To analyze the effect of correction trials and reoccurring pseudorandom trials on accuracy, two additional binary variables were included in the models indicating whether a trial is a correction trial/reoccurring trial (correction trials were excluded in estimating the effect of reoccurring pseudorandom trials). Heteroskedasticity-robust standard errors adjusted for clustering within animals were used for all analyses.
Behavior simulation
Agent
A simple reinforcement learning agent learned the utility of an action following the classic Rescorla-Wagner rule [84]:
$$ {Q}_{t+1}(A)={Q}_t(A)+\alpha \bullet \left[{r}_t-{Q}_t(A)\right] $$
(1)
Here, Qt(A) is the learned utility of a given action A on trial t, α is the learning rate, and rt is the reinforcement received on trial t. Actions can have both positive and negative utilities (e.g., responding may result in rewards but also incurs effort). The net utility of a given action is given by the linear combination of its positive and negative utilities, the relative importance of which is controlled independently by βP and βN respectively:
$$ U(A)={\sum}_i\left[I\bullet {\beta}_P+\left(1-I\right)\bullet {\beta}_N\right]\bullet {Q}_i(A) $$
(2)
Here, U(A) is the net utility of action A, Qi(A) is the different positive or negative utilities of A, I is the indicator function:
$$ I={\mathbbm{1}}_{Q\left({A}_i\right)\ge 0}\left(Q\left({A}_i\right)\right) $$
(3)
Such that,
$$ I=\left\{\begin{array}{c}1\ if\ Q\left({A}_i\right)\ge 0\ \\ {}0\ if\ Q\left({A}_i\right)<0\end{array}\right. $$
Action selection is given by a softmax function on the net utilities of potential actions
$$ P(A)=\frac{e^{U(A)}}{\sum \limits_i{e}^{U\left({A}_i\right)}} $$
(4)
Here, P(A) is the probability of choosing action A, which depends on the net utility of A compared to that of alternative actions.
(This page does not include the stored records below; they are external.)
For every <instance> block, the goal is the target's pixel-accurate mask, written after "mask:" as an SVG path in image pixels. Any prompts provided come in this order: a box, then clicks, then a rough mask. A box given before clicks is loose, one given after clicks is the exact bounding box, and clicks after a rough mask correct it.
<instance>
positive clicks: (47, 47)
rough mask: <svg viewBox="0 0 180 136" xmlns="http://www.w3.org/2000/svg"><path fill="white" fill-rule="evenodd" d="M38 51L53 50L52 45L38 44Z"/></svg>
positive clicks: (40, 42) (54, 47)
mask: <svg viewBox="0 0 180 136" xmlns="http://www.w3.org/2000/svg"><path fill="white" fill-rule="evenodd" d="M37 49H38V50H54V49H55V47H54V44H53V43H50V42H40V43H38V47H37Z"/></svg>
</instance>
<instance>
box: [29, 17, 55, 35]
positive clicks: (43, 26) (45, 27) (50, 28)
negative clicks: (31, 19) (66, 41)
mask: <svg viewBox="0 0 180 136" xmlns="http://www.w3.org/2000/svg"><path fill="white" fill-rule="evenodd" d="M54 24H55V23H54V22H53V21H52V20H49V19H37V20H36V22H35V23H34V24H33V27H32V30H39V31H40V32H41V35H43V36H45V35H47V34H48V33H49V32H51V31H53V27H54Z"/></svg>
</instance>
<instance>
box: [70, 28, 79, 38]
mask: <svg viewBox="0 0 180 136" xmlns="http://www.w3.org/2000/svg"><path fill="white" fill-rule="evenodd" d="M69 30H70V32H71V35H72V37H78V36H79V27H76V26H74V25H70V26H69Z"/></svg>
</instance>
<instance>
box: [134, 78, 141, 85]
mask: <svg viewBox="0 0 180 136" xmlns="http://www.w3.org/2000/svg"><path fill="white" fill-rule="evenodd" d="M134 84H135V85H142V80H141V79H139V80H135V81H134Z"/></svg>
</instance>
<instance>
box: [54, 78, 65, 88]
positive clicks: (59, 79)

For all our simulations, a choice is made between only two actions.
Simulations
Binary choice (two-armed bandit) task
The reinforcement learning agent learned to choose between a correct and an incorrect response for 30 trials per session across 20 sessions. The correct response was always rewarded, and the incorrect response never rewarded. Both correct and incorrect responding incurred a negative utility of − 1 representing the physical effort of responding.
Serial fixed ratio task
The agent was trained sequentially through FR1, 5, 20, and 40 for three sessions on each ratio requirement where it chose between responding or resting. Responding resulted in a reward if the ratio requirement was met (positive utility) and incurred a negative utility of − 1 representing the physical effort. Resting results in no reward but incurs a much smaller effort-related negative utility of − 0.2. Note that the designation of the alternative action as resting is arbitrary. The general idea is that an animal chooses between responding and other low-reward-low-effort actions. Time elapsed as the agent chose to either respond or rest, the session ended after 2700 timesteps roughly corresponding to a 2700-s or 45-min session.
Porsolt swim test
The forced swim test was simulated as a choice between swimming and resting. Swimming was initialized with a utility of 0 representing that the agent initially believed that swimming will lead to a neutral outcome, and a utility of − 1 represents the effort of swimming. Resting had a large negative utility of − 10 representing the possibility of drowning but incurred no effort. Every time the agent chose to swim, it received a reinforcement of − 9 thereby gradually learned by Eq. (1) that swimming did not markedly improve the situation therefore reduced mobility over time. For simplicity, the agent made 300 decisions over 300 timesteps roughly corresponding to a 5-min session.
Note the logic of the proposed model does not depend on the specific values of task parameters used for the simulations, which were chosen so that the behavioral simulations are quantitatively similar to the experimental data.